A team of scientists were sent to Taos to find the source of the hum. They brought sophisticated sound and radiation sensing equipment. However, they found nothing unusual in the town.
Extra Notes: The case first aired on the May 19, 1995 episode.
Results: Unresolved. According to a group of researchers, the noise is created by nothing more than waves, albeit not the kind that hit the shorelines around the globe everyday. Some scientists argued ever since the phenomenon was first discovered that sea waves colliding with the ocean floor might be the trigger behind it. Now, in a scientific study published in the respected scientific journal Geophysical Research Letters, the experts show that the Pacific Coast of North America is the strongest source for the hum.
The sound is produced as two waves, of similar frequencies, but opposite directions, meet. They collide with each other and generate a very special type of pressure wave, which travels downward towards the ocean floor at fairly large speeds. When it reaches the bottom, it slams into the rocks, causing it to vibrate, and give off the mysterious, low-frequency sound. The hum sounds to us as being generated non-stop because it happens in a lot of places around the world, and because waves of opposite directions always interact with each other.

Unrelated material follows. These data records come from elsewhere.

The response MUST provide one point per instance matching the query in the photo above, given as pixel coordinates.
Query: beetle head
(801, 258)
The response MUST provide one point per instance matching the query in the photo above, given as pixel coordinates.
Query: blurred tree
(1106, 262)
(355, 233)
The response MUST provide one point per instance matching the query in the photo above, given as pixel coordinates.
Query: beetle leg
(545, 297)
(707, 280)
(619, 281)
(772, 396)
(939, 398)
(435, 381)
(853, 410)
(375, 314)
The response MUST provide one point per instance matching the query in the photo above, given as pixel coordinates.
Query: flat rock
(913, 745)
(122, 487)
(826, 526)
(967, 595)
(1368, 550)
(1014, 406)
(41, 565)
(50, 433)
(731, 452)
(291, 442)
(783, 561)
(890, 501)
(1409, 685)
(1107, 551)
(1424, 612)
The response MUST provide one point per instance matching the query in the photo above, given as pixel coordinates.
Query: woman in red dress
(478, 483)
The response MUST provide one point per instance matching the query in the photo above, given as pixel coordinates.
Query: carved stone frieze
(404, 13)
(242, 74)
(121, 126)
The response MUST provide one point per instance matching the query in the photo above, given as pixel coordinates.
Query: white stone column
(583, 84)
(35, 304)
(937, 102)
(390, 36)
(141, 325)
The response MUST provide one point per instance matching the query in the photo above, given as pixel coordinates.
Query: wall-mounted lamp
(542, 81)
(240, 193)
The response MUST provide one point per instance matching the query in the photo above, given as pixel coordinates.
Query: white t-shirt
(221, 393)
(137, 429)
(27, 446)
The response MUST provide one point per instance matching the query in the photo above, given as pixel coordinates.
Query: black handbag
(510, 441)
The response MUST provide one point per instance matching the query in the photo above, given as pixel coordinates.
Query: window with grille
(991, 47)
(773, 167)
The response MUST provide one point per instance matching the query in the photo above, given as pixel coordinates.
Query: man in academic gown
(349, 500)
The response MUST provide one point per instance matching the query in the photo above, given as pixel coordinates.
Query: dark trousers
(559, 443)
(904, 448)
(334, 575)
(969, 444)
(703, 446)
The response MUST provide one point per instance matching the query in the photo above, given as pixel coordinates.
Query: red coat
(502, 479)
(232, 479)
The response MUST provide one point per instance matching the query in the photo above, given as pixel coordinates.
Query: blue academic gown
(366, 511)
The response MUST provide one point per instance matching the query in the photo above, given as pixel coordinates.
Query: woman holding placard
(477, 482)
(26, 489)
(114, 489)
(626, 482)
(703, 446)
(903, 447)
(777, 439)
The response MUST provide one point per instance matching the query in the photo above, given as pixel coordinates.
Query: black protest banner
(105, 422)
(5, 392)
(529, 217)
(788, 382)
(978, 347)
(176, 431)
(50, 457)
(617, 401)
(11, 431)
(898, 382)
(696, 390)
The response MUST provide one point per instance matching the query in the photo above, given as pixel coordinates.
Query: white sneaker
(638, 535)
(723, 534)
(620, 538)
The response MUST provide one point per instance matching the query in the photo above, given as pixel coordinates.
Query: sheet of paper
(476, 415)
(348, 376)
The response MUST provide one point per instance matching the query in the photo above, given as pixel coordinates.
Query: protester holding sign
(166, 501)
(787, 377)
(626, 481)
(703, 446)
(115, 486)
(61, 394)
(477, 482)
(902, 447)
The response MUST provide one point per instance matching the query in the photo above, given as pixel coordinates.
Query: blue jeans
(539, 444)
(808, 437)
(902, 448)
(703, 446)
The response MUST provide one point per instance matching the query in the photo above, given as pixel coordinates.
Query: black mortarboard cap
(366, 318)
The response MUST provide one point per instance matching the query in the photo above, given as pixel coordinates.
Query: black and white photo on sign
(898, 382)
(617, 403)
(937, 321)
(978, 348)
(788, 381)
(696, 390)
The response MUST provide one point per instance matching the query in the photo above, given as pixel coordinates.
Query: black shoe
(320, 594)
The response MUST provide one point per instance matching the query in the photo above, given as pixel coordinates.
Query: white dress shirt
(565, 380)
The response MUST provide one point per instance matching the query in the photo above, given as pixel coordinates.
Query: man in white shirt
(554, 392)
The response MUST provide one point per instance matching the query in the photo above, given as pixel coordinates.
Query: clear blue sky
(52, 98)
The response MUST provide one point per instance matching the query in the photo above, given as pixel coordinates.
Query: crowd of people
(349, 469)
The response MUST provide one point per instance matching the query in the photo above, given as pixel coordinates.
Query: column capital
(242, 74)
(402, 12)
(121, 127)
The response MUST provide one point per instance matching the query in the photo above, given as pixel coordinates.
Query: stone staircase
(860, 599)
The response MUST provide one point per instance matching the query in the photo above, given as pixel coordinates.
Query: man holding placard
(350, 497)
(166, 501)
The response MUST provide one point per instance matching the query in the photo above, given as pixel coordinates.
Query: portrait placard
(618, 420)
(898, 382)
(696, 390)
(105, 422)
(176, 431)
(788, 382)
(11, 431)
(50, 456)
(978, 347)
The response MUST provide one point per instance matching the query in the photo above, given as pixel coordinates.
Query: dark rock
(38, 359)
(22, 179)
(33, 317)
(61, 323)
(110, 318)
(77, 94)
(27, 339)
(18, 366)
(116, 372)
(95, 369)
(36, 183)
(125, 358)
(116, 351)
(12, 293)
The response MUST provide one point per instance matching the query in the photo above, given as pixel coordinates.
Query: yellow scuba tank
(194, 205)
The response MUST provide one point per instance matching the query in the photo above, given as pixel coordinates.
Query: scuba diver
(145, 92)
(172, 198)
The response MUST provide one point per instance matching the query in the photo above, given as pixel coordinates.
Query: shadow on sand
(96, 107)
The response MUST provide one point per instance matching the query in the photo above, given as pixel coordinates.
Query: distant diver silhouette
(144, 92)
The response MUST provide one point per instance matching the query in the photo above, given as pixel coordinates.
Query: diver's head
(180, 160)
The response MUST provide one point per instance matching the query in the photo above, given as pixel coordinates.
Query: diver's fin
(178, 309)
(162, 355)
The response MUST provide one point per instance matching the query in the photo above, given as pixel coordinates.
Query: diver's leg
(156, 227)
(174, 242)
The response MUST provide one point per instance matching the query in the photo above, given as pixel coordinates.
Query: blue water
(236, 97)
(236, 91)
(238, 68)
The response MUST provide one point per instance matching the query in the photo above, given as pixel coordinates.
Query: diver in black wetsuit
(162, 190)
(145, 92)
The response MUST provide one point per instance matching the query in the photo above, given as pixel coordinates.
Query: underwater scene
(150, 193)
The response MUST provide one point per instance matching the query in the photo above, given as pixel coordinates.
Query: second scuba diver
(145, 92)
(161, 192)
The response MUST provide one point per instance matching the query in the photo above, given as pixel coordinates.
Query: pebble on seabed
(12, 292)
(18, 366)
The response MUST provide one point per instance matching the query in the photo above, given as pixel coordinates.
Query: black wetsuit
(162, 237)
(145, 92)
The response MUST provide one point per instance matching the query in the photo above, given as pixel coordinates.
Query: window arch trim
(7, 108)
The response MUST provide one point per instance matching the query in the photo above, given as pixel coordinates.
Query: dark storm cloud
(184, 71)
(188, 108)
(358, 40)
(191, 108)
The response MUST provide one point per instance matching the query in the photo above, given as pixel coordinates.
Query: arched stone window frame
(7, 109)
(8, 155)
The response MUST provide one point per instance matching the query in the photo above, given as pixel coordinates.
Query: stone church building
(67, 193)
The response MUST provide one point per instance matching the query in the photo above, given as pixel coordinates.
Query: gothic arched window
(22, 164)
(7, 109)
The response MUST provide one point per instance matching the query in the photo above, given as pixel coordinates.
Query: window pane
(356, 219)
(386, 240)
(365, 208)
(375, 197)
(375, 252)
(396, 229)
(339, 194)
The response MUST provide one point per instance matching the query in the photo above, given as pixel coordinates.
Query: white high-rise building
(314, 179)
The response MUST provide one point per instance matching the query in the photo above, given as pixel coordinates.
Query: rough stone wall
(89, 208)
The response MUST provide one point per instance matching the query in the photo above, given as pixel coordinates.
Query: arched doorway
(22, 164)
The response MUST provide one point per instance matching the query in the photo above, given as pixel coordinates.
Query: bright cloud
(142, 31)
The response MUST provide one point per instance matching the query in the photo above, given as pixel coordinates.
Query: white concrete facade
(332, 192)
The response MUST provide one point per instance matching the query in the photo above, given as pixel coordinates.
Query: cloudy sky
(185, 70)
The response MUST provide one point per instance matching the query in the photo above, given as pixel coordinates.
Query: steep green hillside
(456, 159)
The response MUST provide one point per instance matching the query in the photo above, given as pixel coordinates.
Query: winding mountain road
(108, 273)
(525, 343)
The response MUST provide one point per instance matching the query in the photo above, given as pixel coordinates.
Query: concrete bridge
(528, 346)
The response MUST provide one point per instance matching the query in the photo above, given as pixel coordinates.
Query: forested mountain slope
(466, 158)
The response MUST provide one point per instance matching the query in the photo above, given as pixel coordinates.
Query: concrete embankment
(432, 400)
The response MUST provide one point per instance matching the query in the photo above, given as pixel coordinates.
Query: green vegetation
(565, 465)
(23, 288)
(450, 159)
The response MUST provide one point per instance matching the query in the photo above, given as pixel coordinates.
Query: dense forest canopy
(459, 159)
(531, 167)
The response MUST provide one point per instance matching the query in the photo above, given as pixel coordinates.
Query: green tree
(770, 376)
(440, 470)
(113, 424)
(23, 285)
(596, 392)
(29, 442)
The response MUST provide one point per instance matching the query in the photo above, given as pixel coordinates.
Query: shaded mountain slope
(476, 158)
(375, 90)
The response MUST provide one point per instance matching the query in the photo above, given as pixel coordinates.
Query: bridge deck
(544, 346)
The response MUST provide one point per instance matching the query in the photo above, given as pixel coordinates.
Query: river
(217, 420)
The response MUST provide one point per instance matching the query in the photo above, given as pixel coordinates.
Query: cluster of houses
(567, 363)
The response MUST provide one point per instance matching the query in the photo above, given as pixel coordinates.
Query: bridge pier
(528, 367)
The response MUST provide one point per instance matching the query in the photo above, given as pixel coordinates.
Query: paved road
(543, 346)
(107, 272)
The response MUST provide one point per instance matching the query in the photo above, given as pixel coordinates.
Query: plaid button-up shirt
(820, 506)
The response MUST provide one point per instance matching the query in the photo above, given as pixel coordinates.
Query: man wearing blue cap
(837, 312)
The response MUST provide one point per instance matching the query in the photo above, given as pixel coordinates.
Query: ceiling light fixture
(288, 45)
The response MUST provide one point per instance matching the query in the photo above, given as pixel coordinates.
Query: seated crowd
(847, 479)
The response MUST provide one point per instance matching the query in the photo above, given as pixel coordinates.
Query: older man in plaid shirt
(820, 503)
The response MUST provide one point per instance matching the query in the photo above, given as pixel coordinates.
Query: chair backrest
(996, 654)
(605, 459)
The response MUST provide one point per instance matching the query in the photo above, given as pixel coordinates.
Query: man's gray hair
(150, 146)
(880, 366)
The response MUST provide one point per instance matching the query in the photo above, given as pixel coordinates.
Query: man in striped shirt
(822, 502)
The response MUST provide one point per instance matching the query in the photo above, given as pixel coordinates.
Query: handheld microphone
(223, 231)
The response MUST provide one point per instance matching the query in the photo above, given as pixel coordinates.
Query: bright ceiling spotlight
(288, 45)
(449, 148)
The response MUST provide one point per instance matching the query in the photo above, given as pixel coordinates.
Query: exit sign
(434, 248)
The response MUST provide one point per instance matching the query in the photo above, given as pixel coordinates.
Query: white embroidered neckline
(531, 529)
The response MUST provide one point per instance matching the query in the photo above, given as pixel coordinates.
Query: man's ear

The new research was made possible by the fact that seismographs can easily detect this low noise. Using an array of scientific data collected from such an instrument, called the USArray EarthScope, the science team was able to infer that the west coast of Europe also generates a significant hum of its own. Oddly enough, they say, there was little noise recorded as coming from the deep sea, which seems to indicate that the humming occurs mostly near coastal areas, where the seafloor is much more close to the surface than in the deep sea.
The investigation used scientific data collected between November 2006 and June 2007, and the experts believe it may be possible that the actual patterns vary with seasons. A study spanning several years is in order, if the noises' patterns and origins are to be accurately identified.